A retired Assistant Comptroller General of Customs, Abubakar Bashir, says that Nigerian shipowners’ unethical practices are inhibiting the shipping sector’s growth.
Bashir, who spoke at a maritime virtual symposium, accused some indigenous shipowners of engaging in illegal round-tripping transactions under the guise of importing vessels into the country only for them to bring in wrecks.
Round-tripping occurs when individuals or companies divert foreign exchange obtained from the Central Bank of Nigeria at the lower official rate to the black market for higher profits.
He was reacting to shipowners’ concerns over the lack of government incentives and high customs duty on vessels imported into the country.
“Customs as a regulator has realised that people are using a lot of things in importing wrecks, not ships, just for round-tripping or money laundering in some cases.

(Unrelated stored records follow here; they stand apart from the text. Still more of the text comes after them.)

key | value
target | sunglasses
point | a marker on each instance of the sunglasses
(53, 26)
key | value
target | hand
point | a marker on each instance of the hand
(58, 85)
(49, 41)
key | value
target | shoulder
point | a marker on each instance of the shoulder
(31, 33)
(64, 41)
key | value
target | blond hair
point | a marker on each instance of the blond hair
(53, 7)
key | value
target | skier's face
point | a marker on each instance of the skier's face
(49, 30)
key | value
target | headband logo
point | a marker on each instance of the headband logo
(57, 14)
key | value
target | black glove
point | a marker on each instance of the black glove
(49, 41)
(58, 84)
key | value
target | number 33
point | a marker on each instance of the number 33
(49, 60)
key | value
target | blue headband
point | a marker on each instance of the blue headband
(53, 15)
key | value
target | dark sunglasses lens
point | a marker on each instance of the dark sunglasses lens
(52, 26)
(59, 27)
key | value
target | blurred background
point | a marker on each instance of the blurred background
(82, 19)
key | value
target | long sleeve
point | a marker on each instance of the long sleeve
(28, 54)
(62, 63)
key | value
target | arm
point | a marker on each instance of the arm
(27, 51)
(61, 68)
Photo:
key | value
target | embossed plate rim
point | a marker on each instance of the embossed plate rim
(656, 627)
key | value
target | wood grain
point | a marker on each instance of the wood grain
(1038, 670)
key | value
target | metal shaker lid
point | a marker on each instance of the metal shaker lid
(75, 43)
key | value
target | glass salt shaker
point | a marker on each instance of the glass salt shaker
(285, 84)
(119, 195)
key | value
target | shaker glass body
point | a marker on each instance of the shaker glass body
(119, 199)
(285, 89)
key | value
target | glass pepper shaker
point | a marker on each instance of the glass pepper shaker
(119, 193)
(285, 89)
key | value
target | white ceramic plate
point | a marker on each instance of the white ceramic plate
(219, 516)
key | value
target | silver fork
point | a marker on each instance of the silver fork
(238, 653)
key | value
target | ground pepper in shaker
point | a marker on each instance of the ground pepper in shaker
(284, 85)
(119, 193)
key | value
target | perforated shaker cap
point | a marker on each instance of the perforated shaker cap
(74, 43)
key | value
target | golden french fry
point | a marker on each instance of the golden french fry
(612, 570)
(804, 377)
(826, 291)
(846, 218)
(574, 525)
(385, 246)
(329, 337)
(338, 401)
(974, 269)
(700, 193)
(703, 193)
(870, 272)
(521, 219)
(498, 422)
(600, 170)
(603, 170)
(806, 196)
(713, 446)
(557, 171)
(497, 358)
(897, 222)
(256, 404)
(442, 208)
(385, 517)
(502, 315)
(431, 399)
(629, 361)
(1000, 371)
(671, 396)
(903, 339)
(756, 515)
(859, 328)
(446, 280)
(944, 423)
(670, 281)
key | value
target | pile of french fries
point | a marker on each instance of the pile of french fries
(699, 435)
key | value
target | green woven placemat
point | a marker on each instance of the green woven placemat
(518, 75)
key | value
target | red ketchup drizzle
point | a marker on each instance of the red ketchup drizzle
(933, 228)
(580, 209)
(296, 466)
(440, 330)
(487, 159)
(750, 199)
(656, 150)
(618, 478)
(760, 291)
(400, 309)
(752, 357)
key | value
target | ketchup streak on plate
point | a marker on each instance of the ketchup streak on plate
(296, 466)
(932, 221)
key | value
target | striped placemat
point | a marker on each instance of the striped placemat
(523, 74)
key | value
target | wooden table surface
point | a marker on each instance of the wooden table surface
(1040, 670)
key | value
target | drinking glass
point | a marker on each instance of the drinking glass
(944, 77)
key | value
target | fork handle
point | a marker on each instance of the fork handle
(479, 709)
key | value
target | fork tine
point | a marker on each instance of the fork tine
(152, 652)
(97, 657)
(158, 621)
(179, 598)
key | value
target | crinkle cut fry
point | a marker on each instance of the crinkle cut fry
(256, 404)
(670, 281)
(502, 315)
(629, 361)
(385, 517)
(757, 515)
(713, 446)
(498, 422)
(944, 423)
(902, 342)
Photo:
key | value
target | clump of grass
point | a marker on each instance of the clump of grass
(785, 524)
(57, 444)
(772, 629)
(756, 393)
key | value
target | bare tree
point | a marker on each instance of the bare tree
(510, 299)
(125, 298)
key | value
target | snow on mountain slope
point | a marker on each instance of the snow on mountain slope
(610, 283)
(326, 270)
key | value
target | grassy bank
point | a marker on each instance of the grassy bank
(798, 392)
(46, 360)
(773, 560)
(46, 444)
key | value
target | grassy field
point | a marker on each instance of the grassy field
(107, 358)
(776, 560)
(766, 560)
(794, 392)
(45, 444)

They overvalue the wrecks, and sometimes they use that as a focal point and transfer the money,” he explained.
He added, “In the customs export prohibition items, it is very clear that whatever you import into Nigeria and you declare it for home use and pay the duty, it is prohibited for you to export it. It is the issue of money laundering that brought about this.”
The ex-customs chief said personal interest was inhibiting the sector’s growth.
Bashir noted, “The issue of personal interest is part of what hinders progress in the industry. People will just go and bring in wrecks, transfer huge sums of money at the detriment of our foreign exchange because we are virtually an import dominated industry.”
He urged maritime practitioners to engage the customs to clear grey areas before embarking on international transactions.
While it is not the customs’ responsibility to grant tax reliefs on imported vessels as requested by indigenous shipowners, Bashir urged the operators to consider relevant laws of import and export guidelines before investing.